An archway at Theresienstadt bearing the phrase, “Arbeit Macht Frei” (Work Makes You Free) (1941). Photo credit: United States Holocaust Memorial Museum, courtesy of Jacob Igra

Theresienstadt was a combination of ghetto and concentration camp near the in the Reich Protectorate of Bohemia and Moravia – the modern-day Czech Republic. It existed for three and a half years from November 1941 until May 1945.

Theresienstadt was intended as a transit camp for Jews eventually sent to the extermination centers at Auschwitz and other locations. It also held many celebrated Jews with international reputations in politics and the arts. This did mean that the cultural and educational life of those kept there was exceptionally rich.

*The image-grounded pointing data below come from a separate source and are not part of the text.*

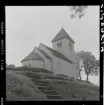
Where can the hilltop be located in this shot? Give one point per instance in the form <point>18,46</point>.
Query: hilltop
<point>38,85</point>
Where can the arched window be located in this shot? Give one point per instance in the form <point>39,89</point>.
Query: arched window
<point>70,46</point>
<point>59,44</point>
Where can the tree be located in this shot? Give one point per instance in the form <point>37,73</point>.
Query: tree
<point>11,66</point>
<point>78,11</point>
<point>79,65</point>
<point>90,63</point>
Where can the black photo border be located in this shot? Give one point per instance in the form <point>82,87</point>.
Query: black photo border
<point>3,57</point>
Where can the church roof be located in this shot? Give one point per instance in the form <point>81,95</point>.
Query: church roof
<point>44,53</point>
<point>58,54</point>
<point>32,56</point>
<point>62,34</point>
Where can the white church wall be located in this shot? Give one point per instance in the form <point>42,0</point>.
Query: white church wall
<point>49,53</point>
<point>33,63</point>
<point>47,62</point>
<point>65,49</point>
<point>64,68</point>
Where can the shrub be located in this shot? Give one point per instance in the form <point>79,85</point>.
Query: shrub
<point>62,75</point>
<point>54,77</point>
<point>30,69</point>
<point>32,75</point>
<point>21,88</point>
<point>71,78</point>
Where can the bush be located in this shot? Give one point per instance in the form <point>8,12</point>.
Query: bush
<point>32,75</point>
<point>21,88</point>
<point>54,77</point>
<point>30,69</point>
<point>71,78</point>
<point>62,75</point>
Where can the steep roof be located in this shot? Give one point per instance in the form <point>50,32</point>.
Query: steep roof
<point>62,34</point>
<point>58,54</point>
<point>44,53</point>
<point>32,56</point>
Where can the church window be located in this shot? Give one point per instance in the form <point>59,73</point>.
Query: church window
<point>70,46</point>
<point>59,44</point>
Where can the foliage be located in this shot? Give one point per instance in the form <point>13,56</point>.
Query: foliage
<point>78,11</point>
<point>79,65</point>
<point>11,66</point>
<point>90,63</point>
<point>62,75</point>
<point>30,69</point>
<point>21,88</point>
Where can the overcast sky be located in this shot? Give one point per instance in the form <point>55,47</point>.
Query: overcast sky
<point>28,26</point>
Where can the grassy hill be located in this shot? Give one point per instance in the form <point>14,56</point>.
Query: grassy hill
<point>44,86</point>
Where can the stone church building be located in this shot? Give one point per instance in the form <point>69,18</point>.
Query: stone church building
<point>61,58</point>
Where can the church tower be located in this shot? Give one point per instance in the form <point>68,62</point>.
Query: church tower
<point>63,43</point>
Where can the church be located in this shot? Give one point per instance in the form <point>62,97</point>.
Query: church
<point>60,59</point>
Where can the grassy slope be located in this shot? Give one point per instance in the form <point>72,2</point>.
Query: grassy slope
<point>20,87</point>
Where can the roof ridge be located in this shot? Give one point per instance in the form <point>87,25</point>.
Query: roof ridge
<point>31,56</point>
<point>62,34</point>
<point>55,53</point>
<point>44,53</point>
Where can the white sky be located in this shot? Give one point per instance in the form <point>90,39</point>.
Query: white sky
<point>28,26</point>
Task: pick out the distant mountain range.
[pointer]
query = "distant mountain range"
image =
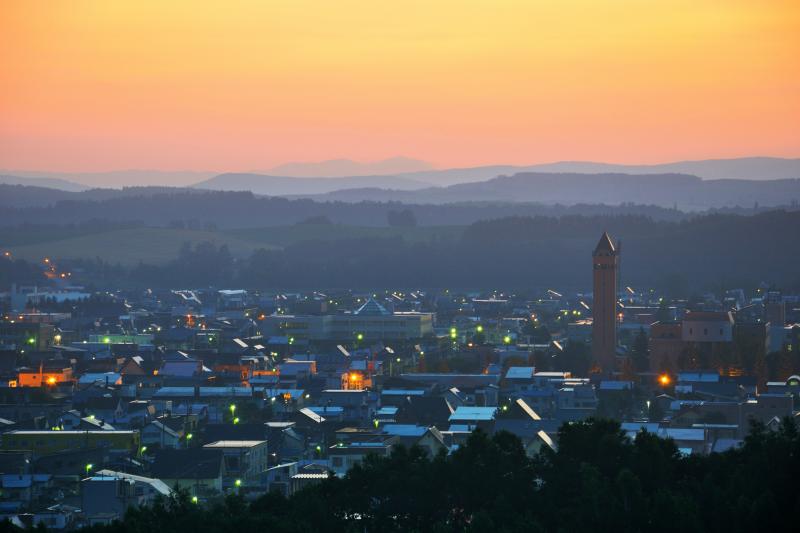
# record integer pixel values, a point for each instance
(289, 186)
(667, 190)
(79, 181)
(51, 183)
(393, 176)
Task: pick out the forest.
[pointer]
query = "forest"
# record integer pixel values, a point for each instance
(597, 480)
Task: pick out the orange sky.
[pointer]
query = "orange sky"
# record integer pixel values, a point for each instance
(241, 85)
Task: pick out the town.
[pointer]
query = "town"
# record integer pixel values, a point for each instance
(115, 399)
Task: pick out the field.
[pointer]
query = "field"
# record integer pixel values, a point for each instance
(160, 245)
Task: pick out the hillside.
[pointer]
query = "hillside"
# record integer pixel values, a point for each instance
(286, 186)
(687, 192)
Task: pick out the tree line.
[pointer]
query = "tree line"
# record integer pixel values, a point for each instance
(597, 480)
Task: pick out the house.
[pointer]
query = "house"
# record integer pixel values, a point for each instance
(344, 456)
(519, 379)
(107, 495)
(104, 378)
(279, 478)
(245, 461)
(428, 438)
(47, 442)
(199, 470)
(471, 416)
(159, 433)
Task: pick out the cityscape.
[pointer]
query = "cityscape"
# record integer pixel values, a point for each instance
(431, 267)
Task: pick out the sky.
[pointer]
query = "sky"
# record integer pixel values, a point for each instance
(242, 85)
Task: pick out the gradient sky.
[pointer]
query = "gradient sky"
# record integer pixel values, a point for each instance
(240, 85)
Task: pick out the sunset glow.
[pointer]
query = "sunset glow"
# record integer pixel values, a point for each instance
(97, 85)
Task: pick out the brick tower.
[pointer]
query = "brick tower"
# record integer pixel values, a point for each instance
(605, 261)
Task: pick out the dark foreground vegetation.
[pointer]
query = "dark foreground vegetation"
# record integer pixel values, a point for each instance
(597, 481)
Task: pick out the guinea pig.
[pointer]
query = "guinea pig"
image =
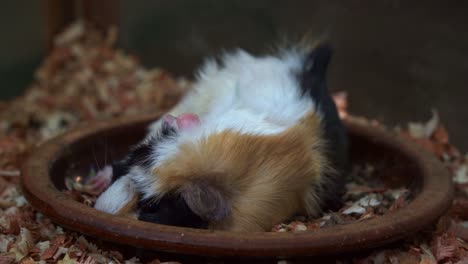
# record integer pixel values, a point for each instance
(254, 142)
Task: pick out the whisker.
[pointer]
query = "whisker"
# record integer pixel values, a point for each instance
(105, 151)
(95, 159)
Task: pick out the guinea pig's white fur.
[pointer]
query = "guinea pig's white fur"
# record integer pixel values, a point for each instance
(257, 152)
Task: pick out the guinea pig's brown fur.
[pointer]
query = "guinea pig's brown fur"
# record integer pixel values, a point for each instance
(262, 179)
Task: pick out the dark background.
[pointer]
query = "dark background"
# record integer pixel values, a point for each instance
(397, 59)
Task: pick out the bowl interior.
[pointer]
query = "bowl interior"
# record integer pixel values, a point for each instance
(96, 150)
(396, 164)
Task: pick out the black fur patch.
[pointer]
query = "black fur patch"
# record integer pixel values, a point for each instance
(140, 154)
(314, 84)
(169, 210)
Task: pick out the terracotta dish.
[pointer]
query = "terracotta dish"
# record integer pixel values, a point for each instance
(404, 164)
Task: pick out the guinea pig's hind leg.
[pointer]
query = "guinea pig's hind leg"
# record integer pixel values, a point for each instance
(119, 198)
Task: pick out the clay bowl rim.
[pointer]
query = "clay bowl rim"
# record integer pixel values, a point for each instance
(433, 200)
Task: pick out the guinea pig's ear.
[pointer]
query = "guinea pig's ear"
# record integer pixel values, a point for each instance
(206, 200)
(313, 75)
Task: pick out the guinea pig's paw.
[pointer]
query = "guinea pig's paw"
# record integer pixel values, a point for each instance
(117, 197)
(102, 180)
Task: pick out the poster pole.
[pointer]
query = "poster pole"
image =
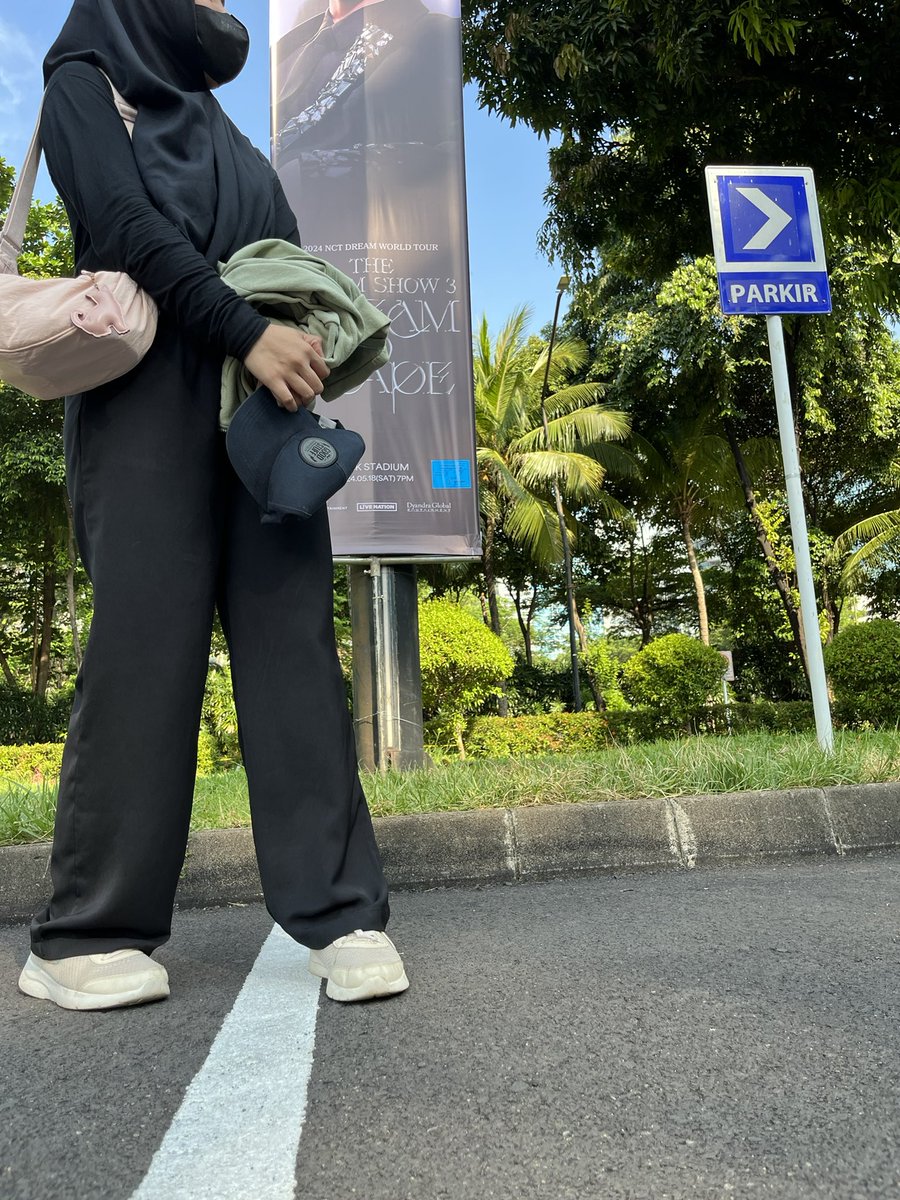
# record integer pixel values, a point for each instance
(809, 610)
(387, 677)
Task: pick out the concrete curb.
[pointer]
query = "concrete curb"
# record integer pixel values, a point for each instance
(547, 841)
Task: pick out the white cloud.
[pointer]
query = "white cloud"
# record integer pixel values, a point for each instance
(19, 89)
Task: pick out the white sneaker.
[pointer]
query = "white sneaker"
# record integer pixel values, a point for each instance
(360, 966)
(95, 981)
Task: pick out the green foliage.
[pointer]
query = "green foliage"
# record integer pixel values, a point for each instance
(220, 717)
(646, 93)
(676, 676)
(520, 737)
(556, 733)
(208, 753)
(31, 762)
(462, 663)
(25, 718)
(605, 670)
(539, 688)
(864, 669)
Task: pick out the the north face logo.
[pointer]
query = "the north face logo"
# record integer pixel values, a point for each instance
(102, 313)
(317, 453)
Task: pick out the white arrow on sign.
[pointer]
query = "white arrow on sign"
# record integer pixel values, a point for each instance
(778, 219)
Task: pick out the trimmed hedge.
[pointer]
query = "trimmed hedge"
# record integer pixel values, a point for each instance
(864, 667)
(33, 763)
(513, 737)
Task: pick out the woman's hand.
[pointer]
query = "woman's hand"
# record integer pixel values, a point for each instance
(289, 364)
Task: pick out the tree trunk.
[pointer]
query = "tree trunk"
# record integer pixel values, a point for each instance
(490, 577)
(777, 575)
(525, 624)
(48, 606)
(699, 587)
(9, 673)
(71, 589)
(832, 611)
(492, 606)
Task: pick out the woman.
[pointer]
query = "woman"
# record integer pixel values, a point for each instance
(168, 535)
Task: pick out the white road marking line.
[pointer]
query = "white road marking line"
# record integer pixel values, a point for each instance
(237, 1133)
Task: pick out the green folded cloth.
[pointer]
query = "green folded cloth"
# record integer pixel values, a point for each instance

It is particularly notable for its role in hiding the mass killings. The Nazis pointed to the preservation of a population largely divided between the very young and the elderly incapable of work as evidence that they were not deporting all Jews to murder and forced labour. This reached its apogee in 1944 when the International Red Cross was permitted to visit and inspect the site. A propaganda film was also made of the camp as presented to the Red Cross, with the title “The Fuhrer gives the Jews a City”.

In fact, of the approximately 140,000 Jews deported to Theresienstadt, almost 90,000 were deported to be murdered in the East, and a further 33,000 died in the camp itself, mainly of starvation, malnutrition and disease.